Photo Fabien Rivière |
Je ne peux me dire très acclimaté à la danse contemporaine. J'ai toujours porté mon regard sur les mouvements de caméras, les musiques de films et les images bien sûr. Les images que je ressens sont celles de vieux livres, d'affiches récentes ou d'une belle capture d'écran pendant un match de football à rebondissement. C'est en cela que l'invitation à voir Hofesh Shechter m'a excité. Prendre un sujet inconnu, une salle inconnu, un inconnu et y voir ce que j'avais à y voir, sans chercher d'autres explications... peut être la mondanité. J'ai été servi en la personne de Jane Birkin.

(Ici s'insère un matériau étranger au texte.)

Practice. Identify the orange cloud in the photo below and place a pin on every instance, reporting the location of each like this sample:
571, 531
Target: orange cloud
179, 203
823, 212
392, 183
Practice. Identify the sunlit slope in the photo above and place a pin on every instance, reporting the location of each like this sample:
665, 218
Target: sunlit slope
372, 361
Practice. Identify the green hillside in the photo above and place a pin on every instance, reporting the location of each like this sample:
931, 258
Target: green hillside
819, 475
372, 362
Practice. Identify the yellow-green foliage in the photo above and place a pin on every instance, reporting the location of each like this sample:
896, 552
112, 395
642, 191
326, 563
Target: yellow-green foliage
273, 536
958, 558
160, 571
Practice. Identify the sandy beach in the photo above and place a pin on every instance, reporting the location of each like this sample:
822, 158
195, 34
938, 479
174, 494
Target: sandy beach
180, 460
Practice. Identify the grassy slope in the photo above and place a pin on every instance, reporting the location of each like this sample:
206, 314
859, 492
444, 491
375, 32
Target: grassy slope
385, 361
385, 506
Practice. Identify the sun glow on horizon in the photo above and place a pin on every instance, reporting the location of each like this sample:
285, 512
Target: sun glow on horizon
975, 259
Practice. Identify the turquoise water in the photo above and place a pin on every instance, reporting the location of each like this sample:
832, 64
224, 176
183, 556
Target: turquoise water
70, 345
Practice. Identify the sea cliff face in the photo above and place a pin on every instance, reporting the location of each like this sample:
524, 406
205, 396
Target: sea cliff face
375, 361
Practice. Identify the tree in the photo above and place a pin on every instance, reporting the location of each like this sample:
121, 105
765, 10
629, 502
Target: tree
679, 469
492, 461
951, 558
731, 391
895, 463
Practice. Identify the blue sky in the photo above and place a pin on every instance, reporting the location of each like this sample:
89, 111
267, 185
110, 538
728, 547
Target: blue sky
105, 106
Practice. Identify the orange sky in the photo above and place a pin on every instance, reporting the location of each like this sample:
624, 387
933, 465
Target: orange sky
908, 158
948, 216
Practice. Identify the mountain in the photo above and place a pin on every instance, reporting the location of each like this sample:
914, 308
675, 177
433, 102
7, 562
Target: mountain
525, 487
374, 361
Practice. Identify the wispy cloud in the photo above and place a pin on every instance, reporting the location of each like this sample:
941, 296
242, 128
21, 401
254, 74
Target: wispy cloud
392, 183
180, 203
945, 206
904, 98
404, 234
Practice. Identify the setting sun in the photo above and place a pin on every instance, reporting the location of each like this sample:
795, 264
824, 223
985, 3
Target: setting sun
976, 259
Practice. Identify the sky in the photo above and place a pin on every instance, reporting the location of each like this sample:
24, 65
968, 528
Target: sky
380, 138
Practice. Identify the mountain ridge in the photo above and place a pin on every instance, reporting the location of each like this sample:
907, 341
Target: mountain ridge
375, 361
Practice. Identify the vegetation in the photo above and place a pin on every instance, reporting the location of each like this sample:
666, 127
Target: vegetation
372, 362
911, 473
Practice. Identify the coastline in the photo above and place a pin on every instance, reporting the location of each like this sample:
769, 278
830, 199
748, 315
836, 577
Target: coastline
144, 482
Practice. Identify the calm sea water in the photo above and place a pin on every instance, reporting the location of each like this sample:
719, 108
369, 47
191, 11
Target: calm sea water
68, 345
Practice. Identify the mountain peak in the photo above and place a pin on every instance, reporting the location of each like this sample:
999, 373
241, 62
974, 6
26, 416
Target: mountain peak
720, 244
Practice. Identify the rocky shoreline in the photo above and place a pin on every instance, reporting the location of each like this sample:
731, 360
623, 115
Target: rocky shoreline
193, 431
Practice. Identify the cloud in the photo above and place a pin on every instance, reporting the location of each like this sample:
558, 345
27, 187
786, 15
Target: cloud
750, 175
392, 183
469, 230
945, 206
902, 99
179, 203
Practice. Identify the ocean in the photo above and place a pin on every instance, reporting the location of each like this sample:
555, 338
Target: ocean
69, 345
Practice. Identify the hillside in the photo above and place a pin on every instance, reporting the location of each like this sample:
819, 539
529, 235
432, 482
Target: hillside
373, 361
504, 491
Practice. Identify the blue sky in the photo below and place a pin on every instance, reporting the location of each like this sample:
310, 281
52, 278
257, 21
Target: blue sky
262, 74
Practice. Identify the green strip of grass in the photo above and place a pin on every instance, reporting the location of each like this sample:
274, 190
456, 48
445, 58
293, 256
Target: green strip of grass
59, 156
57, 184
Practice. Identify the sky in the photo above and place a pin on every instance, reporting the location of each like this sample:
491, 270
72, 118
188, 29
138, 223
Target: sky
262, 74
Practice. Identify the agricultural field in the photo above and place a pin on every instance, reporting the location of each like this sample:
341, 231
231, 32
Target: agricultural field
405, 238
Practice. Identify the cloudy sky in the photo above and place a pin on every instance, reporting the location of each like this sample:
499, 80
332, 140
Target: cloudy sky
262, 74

Je venais de voir La piscine [1969] de Jacques Deray. Le film pop et mythique du couple Delon Schneider, réglant leur compte amoureux au bord de l'eau, près de la côte d'Azur. On s'aime beaucoup trop sur le bord d'une piscine. David Hockney y a plongé, laissez-moi sauter à pied joint au fond de l'eau, nager, et ressortir en ayant vécu un moment d'apnée.
Hofesh Shechter c'était cette longueur dans l'eau, cette respiration prise au moment de s'enfuir dans l'eau. Je n'aime pas l'eau.
Le spectacle s'ouvre sur un noir grisâtre, fumée blanche dans toute la salle, un monolithe se dresse devant nous, sans rappeler, évidemment, 2001, l'Odyssée de l'espace [1968] de Stanley Kubrick. Ce monolithe Iphone mythique, ce carré noir sur fond gris va vite être l'élément scénographique. Il se muera en plusieurs morceaux, prenant la forme d'un L, faisant écho à la chicane d'autoroute, au mur d'Israël, ou au mur anti-manifestation.
La jeunesse au pouvoir. Des corps en puissance dansant sur de la musique électronique, des percussions à pleines balles rajoutant un écho chorégraphique. Les corps et les mouvements de danseurs sont synchronisés, des incantations vers l'au-delà, au-delà du mur. Cette danse provocante, des troupes de loups, des meutes de chiens sur les no man's land. L'entracte arrivait. Un corps nous invitait à partager nos premières impressions à l'extérieur. Le spectacle reprenait par un coup de canon qui fit sauter les petites bourgeoises choquées... la peur du noir.
Tout ça pour dire.
J'ai aimé les surprises. Les grands moments de ma vie qui me faisaient remettre ma petite existence à ma place. Le monolithe mythique. J'ai pensé à mes parents. J'ai pensé à la chance d'être à Paris et de pouvoir y voir les plus grands, les moments instantanés... la culture. J'ai pensé à mes villageois là-haut sur mes huttes, ceux qui sont restés, ceux qui sont dans leurs étables ou dans leur tombes. Je ne sais pas ce que je deviendrai, mais Hofesh m'a fait danser, m'a rendu violent. J'ai frappé deux jours plus tard, comme si le chorégraphe m'avait alerté de la violence qui allait suivre... Mais le cri de mon désespoir s'estompe, j'y arriverai, en dansant. L'épilepsie sera bénéfique.